In-App Payment Restrictions of Google and Apple are Monopolistic

The Competition Commission probe into Google’s in-app payment condition is timely. But it is surprising that Apple is being spared.

It is learnt that the CCI, the national anti-trust regulator has received complaints about Google’s insistence on Google Pay and a 30% commission on in-app payment mechanisms set up by developers. It has ordered an investigation by the Director-General of the Competition Commission.

However, it is Apple that should be considered to be investigated at par with Google. All developers that use an iOS system have to necessarily use the in-app payment mechanism of Apple. Apple currently forbids apps from linking out to the web to offer an alternate payment system, outside of Apple's purview. So, all fees are moderated by Apple, then all fee changes are subject to approval from Apple and most significantly, Apple charges a 30% commission in the sales. In fact, start-ups are most likely to begin with an operating loss as it were. To compound that with a 30% commission is to bleed them – this practically demolishes any operating margin that a small developer may hope to retain – and leads them to early death.

It is only recently that Apple has, under international pressure, introduced a scheme for Small Businesses under which they reduce the 30 % commission to 15%. A detailed agreement is signed between the developer and Apple. And there is a rider. This reduced commission is applicable only if the business revenues are within 1 million USD. After that, it is back to 30% commission. The agreement takes a few weeks to be approved. 

Clearly, both Google and Apple are using their duopolistic stranglehold over the mobile operating system market to dictate their terms. This is an unfair business practice that should not only be challenged but also undone because it stifles innovation and is an entry barrier to new competitors.

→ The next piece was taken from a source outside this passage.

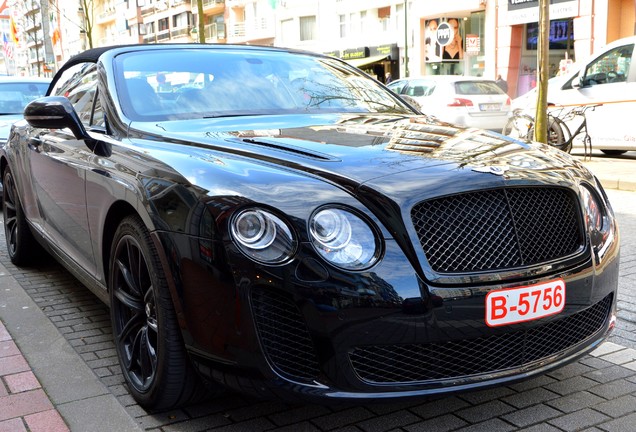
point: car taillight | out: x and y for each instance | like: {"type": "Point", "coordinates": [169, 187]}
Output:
{"type": "Point", "coordinates": [461, 102]}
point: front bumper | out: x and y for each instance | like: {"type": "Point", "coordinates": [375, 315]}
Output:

The plea that is being taken is that they provide advanced security to the payment system and therefore they are within their rights to charge a special and enhance commission. This is a flawed argument, because nobody is asking them to take responsibility for security of payment transactions. Besides, this technology is well developed and there are sophisticated models and fool proof techniques being deployed by frontline fintech companies. What is the guarantee that Google and Apple payment mechanisms are infallible?

It is only now that a federal judge in the United States has issued a permanent injunction in the celebrated Epic v. Apple case, putting new restrictions on Apple’s App Store rules and bringing months of bitter legal jousting to a conclusion.

Under the new order, Apple is:

"permanently restrained and enjoined from prohibiting developers from including in their apps and their metadata buttons, external links, or other calls to action that direct customers to purchasing mechanisms, in addition to In-App Purchasing and communicating with customers through points of contact obtained voluntarily from customers through account registration within the app."

In short, iOS apps must be allowed to direct users to payment options beyond those offered by Apple.

The Competition Commission of India is believed to be harbouring the premise that since android systems command more than 85% of the Indian mobile market, it is only Google that is exercising its dominant position. But even though Apple may have only a 10 % market share, in volume terms this turns out to be huge number of people, many of them in important positions whose participation in any new app is especially important to carry it to productive and meaningful fruition.

So how much should these platforms charge for in-app purchases? Today, fintech payment gateway companies like Razorpay and PayTM charge between 1-2.5 % of the sale price per transaction depending on the modality  used -- debit card, netbanking, credit card etc. For UPI transactions the fee is negligible. Anything within these margins should be acceptable and reasonable as a support service or transaction fee for in-app purchases, of course, presuming that in-app purchase through the Google or Apple (i-tunes) mechanism was considered unavoidable. Clearly 30% is stark and exploitative compared to 2.5% and is grossly unfair and anti-competition.

The goal of any anti-trust body should be to prevent and neutralize trade practices that enable any business entity to take unfair advantage of their dominant market position. In that light, it is indeed reasonable for Indian developers to ask that watchdog of fair business practices, the Competition Commission of India: is it fair that infant Indian developers are being levied an exploitative Apple or Google tax?